Aplikasi teori behavior dalam pengajaran
 Aplikasi teori behavior dalam pengajaran



    Psikologi merupakan ilmu pengetahuan yang belum lama lahir pada permulaan abad kedua puluh. Dua aliran pemikiran yang menonjol pada saat itu adalah strukturalisme dan fungsionalisme , tetapi masing-masing menghadapi permasalahan. Strukturalisme menggunakan metode introspeksi yang memisahkannya dari perkembangan perkembangan penting dalam ilmu pengetahuan dan tidak mempertimbangkan tulisan Darwin tentang adaptasi dan evolusi. Fungsionalisme memiliki fokus studi yang terlalu luas karena pendukung-pendukungnya memberikan terlalu banyak tuntutan penelitian.

          Di tengah situasi ini, behaviorisme mengawali kemunculannya menjadi disiplin ilmu psikologi yang terkemuka (Rachlin, 1991). John B. Watson (1878-1958) yang umumnya dikatakan sebagai penemu dan penyokong behaviorisme modern (Heidbreder, 1933; Hunt, 1993), meyakini bahwa aliran-aliran pemikiran dan metode metode penelitian yang mempelajari pikiran itu tidak ilmiah. Jika psikologi ingin dijadikan sebagai sebuah ilmu pengetahuan, studinya harus membangun strukturnya sendiri melalui jalur-jalur ilmu-ilmu fisik yang meneliti fenomena-fenomena yang dapat diamati dan diukur. Perilaku merupakan materi yang tepat bagi studi para psikolog (Watson, 1924). Introspeksi tidak dapat diandalkan, pengalaman-pengalaman dari pikiran sadar tidak dapat diamati, dan orang-orang yang memiliki pengalaman pengalaman tersebut tidak bisa dipercaya untuk melaporkannya secara akurat (Murray, Kilgour, & Wasylkiw, 2000).

        Watson (1916) berpikir bahwa model pengkondisian Pavlov adalah model yang tepat untuk membangun sebuah ilmu perilaku manusia. Ia terkesan dengan pengukuran Pavlov terhadap perilaku-perilaku yang dapat diamati. Watson yakin bahwa model Pavlov dapat dikembangkan. untuk dapat mencakup bentuk-bentuk pembelajaran dan karakteristik kepribadian yang bermacam-macam. Contohnya, bayi yang baru lahir mampu memperlihatkan tiga macam emosi: rasa sayang, rasa takut, dan rasa marah (Watson, 1926a). Melalui teori pengkondisian dari Pavlov, emosi-emosi ini dapat menjadi lekat dengan stimulasi-stimulasi untuk menghasilkan kehidupan masa dewasa yang kompleks.
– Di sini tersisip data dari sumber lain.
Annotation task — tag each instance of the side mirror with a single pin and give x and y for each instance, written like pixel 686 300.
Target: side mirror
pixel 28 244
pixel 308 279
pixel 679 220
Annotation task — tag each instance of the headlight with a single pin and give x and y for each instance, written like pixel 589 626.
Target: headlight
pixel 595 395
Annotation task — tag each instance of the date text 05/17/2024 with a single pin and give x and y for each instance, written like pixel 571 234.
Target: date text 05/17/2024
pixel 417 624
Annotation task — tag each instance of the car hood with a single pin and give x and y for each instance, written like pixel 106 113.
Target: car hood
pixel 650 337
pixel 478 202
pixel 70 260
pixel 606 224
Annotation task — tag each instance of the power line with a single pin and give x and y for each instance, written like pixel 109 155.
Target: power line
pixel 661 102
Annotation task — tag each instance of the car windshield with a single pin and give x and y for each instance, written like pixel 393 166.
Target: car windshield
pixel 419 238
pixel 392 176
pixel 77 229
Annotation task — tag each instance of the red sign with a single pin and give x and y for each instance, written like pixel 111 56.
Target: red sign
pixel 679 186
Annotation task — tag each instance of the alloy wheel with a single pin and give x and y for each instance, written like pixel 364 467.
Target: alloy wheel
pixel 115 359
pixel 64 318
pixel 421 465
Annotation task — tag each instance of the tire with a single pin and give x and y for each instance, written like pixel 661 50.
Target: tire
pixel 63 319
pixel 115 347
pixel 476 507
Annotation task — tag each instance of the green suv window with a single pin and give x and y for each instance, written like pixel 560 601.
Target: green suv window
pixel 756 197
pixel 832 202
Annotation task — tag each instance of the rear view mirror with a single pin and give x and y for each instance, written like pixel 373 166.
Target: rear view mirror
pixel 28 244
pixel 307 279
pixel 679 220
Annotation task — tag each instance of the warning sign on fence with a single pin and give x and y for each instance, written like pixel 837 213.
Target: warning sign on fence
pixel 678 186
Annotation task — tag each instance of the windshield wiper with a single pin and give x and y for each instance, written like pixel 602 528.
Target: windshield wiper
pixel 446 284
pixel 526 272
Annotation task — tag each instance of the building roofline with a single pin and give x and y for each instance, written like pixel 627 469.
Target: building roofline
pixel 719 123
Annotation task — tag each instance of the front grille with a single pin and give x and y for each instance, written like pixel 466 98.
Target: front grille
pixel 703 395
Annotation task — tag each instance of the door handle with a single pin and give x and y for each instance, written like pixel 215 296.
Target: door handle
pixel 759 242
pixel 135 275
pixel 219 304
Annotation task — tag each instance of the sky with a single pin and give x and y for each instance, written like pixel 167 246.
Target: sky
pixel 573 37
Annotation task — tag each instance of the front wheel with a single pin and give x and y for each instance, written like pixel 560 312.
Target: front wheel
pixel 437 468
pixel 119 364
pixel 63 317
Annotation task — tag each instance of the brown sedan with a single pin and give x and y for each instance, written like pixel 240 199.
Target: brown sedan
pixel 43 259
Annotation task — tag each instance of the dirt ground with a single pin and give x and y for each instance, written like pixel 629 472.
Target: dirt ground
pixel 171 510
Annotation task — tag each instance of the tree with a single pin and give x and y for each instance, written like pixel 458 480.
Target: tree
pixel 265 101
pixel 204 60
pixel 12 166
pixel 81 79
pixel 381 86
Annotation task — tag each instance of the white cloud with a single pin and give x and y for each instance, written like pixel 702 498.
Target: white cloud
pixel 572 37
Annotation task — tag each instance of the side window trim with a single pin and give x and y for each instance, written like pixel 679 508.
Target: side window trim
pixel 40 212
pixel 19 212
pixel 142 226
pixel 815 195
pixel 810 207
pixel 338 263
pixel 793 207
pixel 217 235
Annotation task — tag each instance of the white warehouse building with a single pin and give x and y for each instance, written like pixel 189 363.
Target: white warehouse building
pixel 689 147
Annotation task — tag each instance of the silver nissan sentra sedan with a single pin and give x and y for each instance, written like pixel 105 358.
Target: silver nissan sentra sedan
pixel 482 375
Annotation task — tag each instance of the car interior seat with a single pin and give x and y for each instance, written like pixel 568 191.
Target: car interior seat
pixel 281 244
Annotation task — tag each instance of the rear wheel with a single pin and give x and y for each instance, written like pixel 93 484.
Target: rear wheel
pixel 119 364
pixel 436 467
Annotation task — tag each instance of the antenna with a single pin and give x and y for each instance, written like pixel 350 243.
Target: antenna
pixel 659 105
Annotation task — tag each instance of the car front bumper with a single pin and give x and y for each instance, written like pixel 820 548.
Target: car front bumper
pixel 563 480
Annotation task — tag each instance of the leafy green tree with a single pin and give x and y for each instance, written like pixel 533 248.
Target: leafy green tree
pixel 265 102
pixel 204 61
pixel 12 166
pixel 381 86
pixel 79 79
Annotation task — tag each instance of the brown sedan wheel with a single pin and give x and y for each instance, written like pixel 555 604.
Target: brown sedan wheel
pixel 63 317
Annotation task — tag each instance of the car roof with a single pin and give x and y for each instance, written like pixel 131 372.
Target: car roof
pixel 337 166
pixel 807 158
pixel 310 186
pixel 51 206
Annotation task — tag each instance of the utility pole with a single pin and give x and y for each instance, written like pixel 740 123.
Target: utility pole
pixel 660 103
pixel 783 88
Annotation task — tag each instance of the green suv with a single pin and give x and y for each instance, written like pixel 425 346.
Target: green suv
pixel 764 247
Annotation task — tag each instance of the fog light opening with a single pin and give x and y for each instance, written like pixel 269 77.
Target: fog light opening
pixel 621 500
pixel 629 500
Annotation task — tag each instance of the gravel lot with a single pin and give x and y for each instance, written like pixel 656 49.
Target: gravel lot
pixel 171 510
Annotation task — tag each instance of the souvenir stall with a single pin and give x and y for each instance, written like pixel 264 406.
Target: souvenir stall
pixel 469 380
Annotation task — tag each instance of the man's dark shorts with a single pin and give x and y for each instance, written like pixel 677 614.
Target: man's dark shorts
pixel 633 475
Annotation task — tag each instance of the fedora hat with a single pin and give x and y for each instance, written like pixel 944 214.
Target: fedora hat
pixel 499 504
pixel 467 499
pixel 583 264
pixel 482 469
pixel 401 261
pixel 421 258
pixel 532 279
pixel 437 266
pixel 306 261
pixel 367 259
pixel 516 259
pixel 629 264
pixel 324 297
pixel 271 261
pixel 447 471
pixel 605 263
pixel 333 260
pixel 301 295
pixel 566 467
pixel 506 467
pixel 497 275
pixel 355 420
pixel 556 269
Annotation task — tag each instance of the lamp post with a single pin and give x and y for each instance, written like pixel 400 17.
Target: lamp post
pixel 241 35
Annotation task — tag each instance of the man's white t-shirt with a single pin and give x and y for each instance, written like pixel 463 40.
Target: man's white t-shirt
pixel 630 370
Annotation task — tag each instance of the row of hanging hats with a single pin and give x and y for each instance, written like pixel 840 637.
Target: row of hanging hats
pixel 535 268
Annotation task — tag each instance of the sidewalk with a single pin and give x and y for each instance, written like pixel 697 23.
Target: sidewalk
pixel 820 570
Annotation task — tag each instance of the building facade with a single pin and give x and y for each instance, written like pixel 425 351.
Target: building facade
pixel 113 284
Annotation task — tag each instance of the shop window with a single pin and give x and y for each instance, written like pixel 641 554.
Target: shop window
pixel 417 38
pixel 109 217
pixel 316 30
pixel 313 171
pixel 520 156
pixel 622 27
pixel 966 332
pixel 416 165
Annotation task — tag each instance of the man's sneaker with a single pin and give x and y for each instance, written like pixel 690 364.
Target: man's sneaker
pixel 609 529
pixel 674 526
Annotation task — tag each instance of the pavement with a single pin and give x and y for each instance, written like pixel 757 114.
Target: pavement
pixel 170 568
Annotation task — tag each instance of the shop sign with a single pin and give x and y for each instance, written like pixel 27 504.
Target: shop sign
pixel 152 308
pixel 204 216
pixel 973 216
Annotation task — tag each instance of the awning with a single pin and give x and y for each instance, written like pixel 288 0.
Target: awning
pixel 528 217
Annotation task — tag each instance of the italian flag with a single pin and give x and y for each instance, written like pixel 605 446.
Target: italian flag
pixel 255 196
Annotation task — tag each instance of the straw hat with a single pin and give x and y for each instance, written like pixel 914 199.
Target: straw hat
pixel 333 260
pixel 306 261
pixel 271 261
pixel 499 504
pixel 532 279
         Menurut aliran behavioristik, belajar adalah perubahan tingkah laku sebagai akibat dari interaksi antara stimulus dan respon. Dengan kata lain, belajar adalah perubahan yang dialami peserta didik dalam hal kemampuannya untuk bertingkah laku dengan cara yang baru dengan hasil interaksi antara stimulus dan respon. Penekanan dalam teori ini hanya pada perilaku yang dapat dilihat dan tanpa memperhatikan perubahan perubahan atau proses-proses internal yang terlibat di dalamnya. Teori-teori belajar yang termasuk dalam teori belajar behavioristik antara lain teori classical conditioning dari Pavlov, Connectionism Thorndike, teori operant conditioning dari Skinner

         Teori behaviorisme yang terkenal adalah operant conditioning (pengkondisian operan) dari B.F. Skinner. koneksionisme dari Thorndike, pengkondisian klasik dari Pavlov, dan pengkondisian kontinuitas (contiguouos conditioning) dari gutrhrie.

   >  Aplikasi teori behavior dalam pengajaran

      Skinner (1954, 1961, 1968, 1984) menulis panjang lebar tentang bagaimana gagasan gagasannya dapat diaplikasikan untuk memecahkan masalah-masalah pendidikan. la yakin bahwa ada terlalu banyak kontrol yang tidak diinginkan. Meskipun siswa jarang menerima hukuman fisik, mereka sering mengerjakan tugas bukan karena mereka ingin belajar atau karena mereka menikmatinya, tetapi lebih disebabkan oleh keinginan menghindari hukuman seperti kritik dari guru, kehilangan hak-hak istimewa, dan diminta menghadap ke kantor kepala sekolah.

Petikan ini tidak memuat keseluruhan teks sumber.